Errors in Charge and its Effect

When any of the particular is not mentioned or not sufficiently mentioned in the charge-sheet, this causes an error in the charge. However, Section 215 states that any error in the charge shall not vitiate the trial or affect the proceeding in any manner.

In Tulsi Ram and ors. v. State of Uttar Pradesh[2], under para 12, the court was thinking about these parts of the issue and clarified that a grumbling about the charge was never raised at any prior stage and the Hon’ble Judges arrived at the resolution that the charge was completely comprehended by the appellants all things considered and they never griped at the suitable stage that they were confounded or baffled by the charge. The tragic thing is valid here. Consequently, the Court wouldn’t acknowledge any complaint identifying with a mistake in the confining of the charge.


REFERENCES:

  1. N. Chandrasekharan Pillai, R.V. Kelkar’s Criminal Procedure (6th ed. 2014).
  2. Ratanlal & Dhirajlal, Commentary on the Code of Criminal Procedure (18th ed. 2006).

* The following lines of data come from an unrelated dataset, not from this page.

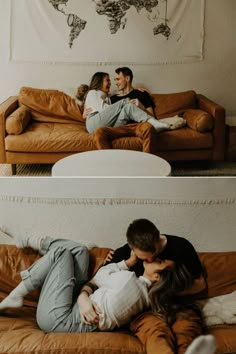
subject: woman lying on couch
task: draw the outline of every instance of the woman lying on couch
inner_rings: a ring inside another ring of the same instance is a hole
[[[172,301],[176,292],[193,281],[183,265],[169,260],[144,262],[144,274],[137,277],[128,271],[137,262],[131,252],[128,260],[101,267],[87,283],[99,314],[98,323],[89,324],[89,318],[82,318],[77,300],[88,280],[87,247],[50,237],[26,237],[17,245],[37,249],[43,257],[21,272],[22,282],[0,303],[0,311],[21,307],[24,296],[42,286],[37,323],[45,332],[108,331],[128,323],[148,307],[158,316],[168,317],[175,309]]]

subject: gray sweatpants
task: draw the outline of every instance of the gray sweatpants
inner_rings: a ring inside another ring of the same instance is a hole
[[[88,280],[89,252],[79,242],[46,237],[43,255],[21,278],[29,291],[42,286],[37,323],[45,332],[91,332],[95,325],[82,322],[77,295]]]
[[[86,128],[91,134],[99,127],[119,127],[135,122],[146,122],[153,118],[135,104],[130,103],[127,98],[124,98],[116,103],[106,107],[103,111],[91,114],[86,119]]]

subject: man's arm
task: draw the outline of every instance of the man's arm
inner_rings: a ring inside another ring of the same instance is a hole
[[[145,109],[145,111],[147,111],[147,113],[150,114],[151,116],[155,117],[155,113],[154,113],[153,107],[147,107]]]
[[[198,293],[201,293],[206,289],[206,279],[204,278],[203,275],[200,276],[198,279],[194,279],[193,285],[189,289],[185,289],[182,291],[179,295],[196,295]]]

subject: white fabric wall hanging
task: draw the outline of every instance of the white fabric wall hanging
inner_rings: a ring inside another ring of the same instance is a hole
[[[10,59],[163,64],[203,58],[205,0],[11,0]]]

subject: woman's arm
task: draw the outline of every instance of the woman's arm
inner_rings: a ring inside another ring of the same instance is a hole
[[[85,104],[84,104],[84,112],[90,108],[90,114],[94,112],[103,111],[106,106],[110,105],[110,99],[107,95],[100,90],[90,90],[87,94]]]
[[[82,287],[77,303],[79,305],[80,314],[85,323],[96,324],[99,321],[99,313],[101,313],[101,309],[89,298],[89,296],[95,291],[96,287],[104,285],[109,286],[109,275],[122,270],[128,270],[136,264],[137,260],[138,258],[134,252],[131,251],[130,257],[127,260],[101,267],[94,278]]]
[[[91,284],[93,284],[93,287],[91,287]],[[99,313],[102,312],[100,307],[94,304],[89,297],[94,292],[95,286],[92,279],[82,287],[77,298],[80,315],[87,324],[97,324],[99,322]]]

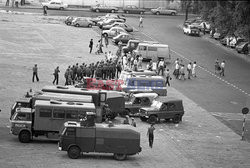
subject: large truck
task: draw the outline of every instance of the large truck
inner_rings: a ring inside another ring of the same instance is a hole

[1] V.C. Shukla v. State, AIR 1980 SC 962.

[2] Tulsi Ram and Ors. v. State of Uttar Pradesh, AIR 1954 SC 194.


  1. Examination of Accused as a Defense Witness: Purpose and Procedure under CRPC(Opens in a new browser tab)
  2. Classification of Offences under the Code of Criminal Procedure, 1973(Opens in a new browser tab)
Ashish
Author: Ashish

Ashish has a flair for legal research and writing on contemporary issues. He believes the law is not a course but a Value Education subject that everyone should be taught at the school level. Belonging to the legal fraternity, he owes a responsibility to the future law aspirants and tries to assist them through their law school until they chose a career in law.